- Woogenellup
- Coordinates: 34°32′14″S 117°53′38″E﻿ / ﻿34.53722°S 117.89390°E
- Country: Australia
- State: Western Australia
- LGA(s): Shire of Plantagenet;
- Location: 343 km (213 mi) SE of Perth; 55 km (34 mi) N of Albany; 22 km (14 mi) NE of Mount Barker;

Government
- • State electorate(s): Warren-Blackwood;
- • Federal division(s): O'Connor;

Area
- • Total: 325.6 km^{2} (125.7 sq mi)

Population
- • Total(s): 116 (SAL 2021)
- Postcode: 6324
Localities around Woogenellup
| Kendenup | Stirling Range NP | Stirling Range NP |
| Kendenup | Woogenellup | Takalarup |
| Mount Barker | Porongurup | Takalarup |

= Woogenellup, Western Australia =

Locality in the Shire of Plantagenet, Western Australia

Woogenellup, sometimes also spelled Woogenilup, is a rural locality of the Shire of Plantagenet in the Great Southern region of Western Australia. The eastern border of Woogenellup is formed by Chester Pass Road, while the southern boundary of the Stirling Range National Park forms its northern border. The Kalgan River runs through the locality from north-west to south-east, and the Kalgan Plains Nature Reserve is located within Woogenellup, south of the river.

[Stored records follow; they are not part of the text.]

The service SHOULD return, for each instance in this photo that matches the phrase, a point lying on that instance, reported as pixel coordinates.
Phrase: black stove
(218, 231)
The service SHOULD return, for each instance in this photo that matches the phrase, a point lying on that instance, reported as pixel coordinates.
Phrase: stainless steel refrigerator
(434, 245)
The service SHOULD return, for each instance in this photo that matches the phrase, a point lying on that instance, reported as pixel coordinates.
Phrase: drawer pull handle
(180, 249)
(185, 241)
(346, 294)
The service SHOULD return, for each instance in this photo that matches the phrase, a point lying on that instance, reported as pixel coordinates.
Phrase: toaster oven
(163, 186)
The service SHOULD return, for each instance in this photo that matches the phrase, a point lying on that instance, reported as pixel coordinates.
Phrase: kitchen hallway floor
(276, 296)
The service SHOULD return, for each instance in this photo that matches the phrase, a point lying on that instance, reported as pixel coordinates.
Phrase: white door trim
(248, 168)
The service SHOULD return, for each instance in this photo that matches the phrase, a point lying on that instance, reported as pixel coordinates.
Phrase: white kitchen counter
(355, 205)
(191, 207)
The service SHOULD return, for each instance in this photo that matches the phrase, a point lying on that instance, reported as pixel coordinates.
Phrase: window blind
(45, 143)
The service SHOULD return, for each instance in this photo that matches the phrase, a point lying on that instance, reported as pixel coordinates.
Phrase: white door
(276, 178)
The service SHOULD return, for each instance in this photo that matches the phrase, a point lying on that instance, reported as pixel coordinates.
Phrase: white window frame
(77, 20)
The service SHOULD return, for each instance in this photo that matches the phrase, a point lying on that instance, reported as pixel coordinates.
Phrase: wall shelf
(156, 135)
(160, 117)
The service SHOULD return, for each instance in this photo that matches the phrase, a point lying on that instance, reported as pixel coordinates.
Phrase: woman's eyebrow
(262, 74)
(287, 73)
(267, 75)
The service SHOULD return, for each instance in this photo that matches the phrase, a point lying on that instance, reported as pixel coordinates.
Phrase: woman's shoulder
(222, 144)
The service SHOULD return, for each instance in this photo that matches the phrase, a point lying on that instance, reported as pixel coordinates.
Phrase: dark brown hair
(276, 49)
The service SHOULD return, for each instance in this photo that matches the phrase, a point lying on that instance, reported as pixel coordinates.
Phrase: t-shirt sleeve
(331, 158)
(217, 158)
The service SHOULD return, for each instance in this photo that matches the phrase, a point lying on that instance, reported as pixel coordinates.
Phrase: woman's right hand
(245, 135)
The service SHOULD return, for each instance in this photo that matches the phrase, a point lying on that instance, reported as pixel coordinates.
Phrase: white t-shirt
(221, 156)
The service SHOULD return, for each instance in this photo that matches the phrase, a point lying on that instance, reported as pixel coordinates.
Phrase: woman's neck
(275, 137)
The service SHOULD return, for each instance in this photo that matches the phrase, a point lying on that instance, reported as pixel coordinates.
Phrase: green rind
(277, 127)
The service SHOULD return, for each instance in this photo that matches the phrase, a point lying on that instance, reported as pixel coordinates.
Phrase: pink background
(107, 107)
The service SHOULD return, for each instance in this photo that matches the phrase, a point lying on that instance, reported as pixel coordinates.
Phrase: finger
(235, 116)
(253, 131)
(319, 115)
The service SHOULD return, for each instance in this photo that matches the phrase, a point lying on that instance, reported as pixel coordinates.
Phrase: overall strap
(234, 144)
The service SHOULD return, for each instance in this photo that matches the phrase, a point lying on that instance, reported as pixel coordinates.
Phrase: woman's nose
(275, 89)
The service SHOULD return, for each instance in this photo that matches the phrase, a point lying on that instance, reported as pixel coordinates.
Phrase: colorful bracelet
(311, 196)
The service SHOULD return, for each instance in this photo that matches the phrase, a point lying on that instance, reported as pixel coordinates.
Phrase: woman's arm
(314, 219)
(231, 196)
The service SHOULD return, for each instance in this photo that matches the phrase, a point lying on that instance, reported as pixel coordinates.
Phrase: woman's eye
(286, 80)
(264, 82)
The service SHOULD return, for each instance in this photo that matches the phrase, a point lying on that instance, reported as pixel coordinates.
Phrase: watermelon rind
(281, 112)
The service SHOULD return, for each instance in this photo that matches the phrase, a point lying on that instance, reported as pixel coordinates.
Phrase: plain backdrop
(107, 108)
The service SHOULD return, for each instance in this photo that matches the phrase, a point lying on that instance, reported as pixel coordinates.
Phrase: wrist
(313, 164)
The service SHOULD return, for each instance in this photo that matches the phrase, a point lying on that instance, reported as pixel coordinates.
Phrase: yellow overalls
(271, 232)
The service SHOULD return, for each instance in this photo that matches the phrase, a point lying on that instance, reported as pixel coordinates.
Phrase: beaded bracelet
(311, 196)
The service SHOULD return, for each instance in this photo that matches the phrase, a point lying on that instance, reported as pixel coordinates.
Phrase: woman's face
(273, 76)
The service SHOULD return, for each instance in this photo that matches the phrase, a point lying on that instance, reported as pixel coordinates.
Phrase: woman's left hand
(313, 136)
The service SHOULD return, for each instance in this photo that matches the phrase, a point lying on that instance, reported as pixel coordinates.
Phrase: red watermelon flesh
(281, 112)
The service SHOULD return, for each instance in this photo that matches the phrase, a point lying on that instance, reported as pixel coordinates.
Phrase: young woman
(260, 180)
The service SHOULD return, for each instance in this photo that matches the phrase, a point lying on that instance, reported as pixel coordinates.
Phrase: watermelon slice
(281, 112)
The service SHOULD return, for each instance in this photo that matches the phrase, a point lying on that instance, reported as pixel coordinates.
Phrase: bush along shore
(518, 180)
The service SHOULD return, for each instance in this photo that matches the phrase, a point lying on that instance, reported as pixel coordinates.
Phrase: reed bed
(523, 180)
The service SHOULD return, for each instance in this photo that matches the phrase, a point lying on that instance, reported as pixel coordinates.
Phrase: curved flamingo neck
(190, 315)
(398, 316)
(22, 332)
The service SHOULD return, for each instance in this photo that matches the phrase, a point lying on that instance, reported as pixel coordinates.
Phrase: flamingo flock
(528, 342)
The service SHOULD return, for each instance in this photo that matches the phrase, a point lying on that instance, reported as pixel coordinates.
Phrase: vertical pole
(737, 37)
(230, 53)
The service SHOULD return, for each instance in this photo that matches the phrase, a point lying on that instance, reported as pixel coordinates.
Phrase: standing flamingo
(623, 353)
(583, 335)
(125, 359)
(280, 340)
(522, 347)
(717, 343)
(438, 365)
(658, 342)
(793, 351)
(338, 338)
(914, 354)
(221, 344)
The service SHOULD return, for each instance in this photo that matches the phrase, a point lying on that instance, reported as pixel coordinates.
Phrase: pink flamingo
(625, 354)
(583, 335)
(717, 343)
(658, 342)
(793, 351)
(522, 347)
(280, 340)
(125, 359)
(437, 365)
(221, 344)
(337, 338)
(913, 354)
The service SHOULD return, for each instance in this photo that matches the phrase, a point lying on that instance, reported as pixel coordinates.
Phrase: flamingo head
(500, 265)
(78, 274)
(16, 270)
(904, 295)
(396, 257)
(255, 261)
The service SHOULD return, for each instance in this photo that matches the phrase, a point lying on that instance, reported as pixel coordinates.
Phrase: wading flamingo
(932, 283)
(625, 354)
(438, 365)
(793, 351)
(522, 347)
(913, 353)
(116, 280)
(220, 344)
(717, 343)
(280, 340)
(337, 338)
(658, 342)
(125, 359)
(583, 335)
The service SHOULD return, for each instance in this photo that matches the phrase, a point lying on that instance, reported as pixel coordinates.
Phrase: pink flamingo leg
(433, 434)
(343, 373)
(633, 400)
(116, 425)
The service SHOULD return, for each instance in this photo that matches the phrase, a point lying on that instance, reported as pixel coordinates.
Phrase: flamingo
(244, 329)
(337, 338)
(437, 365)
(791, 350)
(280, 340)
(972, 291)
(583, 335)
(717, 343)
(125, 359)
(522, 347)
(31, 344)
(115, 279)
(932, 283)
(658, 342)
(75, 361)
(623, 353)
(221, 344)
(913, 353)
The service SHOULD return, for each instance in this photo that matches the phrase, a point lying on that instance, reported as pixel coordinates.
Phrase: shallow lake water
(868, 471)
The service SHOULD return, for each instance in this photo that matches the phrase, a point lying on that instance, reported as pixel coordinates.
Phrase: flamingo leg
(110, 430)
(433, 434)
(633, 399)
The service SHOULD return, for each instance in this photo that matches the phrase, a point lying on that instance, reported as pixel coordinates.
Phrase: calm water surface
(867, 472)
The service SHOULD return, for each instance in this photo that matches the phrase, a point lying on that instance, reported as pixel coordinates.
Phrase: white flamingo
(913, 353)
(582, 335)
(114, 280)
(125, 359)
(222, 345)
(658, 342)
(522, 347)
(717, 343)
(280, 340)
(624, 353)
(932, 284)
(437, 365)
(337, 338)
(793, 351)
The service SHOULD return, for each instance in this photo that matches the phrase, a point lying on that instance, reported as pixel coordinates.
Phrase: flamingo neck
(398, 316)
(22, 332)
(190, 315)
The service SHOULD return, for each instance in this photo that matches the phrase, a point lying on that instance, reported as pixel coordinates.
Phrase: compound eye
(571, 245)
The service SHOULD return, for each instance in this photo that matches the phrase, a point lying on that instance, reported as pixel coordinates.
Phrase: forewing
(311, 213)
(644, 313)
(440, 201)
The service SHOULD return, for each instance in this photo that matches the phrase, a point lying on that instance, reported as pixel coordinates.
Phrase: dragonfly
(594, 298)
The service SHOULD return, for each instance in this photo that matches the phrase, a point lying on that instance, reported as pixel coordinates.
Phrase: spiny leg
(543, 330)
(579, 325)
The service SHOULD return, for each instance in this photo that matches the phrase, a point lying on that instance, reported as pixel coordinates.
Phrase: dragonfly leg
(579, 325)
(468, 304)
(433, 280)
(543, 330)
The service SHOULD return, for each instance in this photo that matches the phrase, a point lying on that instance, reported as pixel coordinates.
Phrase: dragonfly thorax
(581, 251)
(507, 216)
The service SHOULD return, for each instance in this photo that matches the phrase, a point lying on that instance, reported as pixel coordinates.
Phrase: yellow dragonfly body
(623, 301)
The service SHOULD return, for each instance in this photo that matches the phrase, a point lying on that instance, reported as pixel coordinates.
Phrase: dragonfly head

Woogenellup is located on the traditional land of the Menang people of the Noongar nation.

==Nature reserve==
The Kalgan Plains Nature Reserve was gazetted on 4 March 1960, has a size of 0.52 km2, and is located within the Mallee bioregion. The Corackerup Nature Reserve was gazetted on 17 May 1963, has a size of 43.34 km2, and is located within the Esperance Plains bioregion.